Borys Musielak from SMOK Ventures feels the startup is on the path of becoming the default frontend to e-commerce – globally. “I’ll call it a success when new merchants first choose VSF as the frontend and then look for supported backends to run their e-commerce store, reversing the current backend-centric world”, he adds, while Artur Banach from Movens VC is additionally looking at the numbers: “We see VSF as an enterprise leading provider of frontend solutions for small and large businesses, with a clear path to high profitability and revenues expressed in the tens of millions of dollars.”
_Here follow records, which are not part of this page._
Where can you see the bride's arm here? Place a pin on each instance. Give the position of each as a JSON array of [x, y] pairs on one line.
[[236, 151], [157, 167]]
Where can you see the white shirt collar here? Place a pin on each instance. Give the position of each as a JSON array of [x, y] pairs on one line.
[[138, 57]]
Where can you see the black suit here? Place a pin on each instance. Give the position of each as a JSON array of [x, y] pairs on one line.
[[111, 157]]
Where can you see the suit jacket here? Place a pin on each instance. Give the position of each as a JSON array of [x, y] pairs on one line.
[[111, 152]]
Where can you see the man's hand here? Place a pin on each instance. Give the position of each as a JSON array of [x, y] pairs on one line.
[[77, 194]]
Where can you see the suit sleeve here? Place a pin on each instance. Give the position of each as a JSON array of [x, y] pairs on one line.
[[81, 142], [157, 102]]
Both investors were drawn in by the developer community Vue Storefront managed to build. Movens VC was actively looking for scalable, open-source companies and, after seeing the pace of growth (300% in one year), it was clear they had to invest, explains Banach. Musielak complements: “At first I was fascinated by the community the VSF team was able to grow in such a short time. User groups are popping up globally and independently from the company, and that shows the success of the open-source model.”
What makes VSF different is their business model, which relies heavily on the community, inbound leads and converting existing free users to premium.1
— Borys Musielak, founding partner at SMOK Ventures
Vue Storefront stands out from our investment portfolio and the competition because of its strong developer community (…) The company’s solutions have one more important advantage over the competition – they are available for everyone. It is VSF’s customers or the open source community who decide whether they want to pay their developers for implementing the solution or they prefer a complex cloud or enterprise solution.
— Artur Banach, partner at Movens VC
Sabin Popescu works as content editor, web designer/ developer and occasionally graphic designer for various companies and institutions across Eastern Europe and was an IT journalist for Romania’s leading business daily, Ziarul Financiar.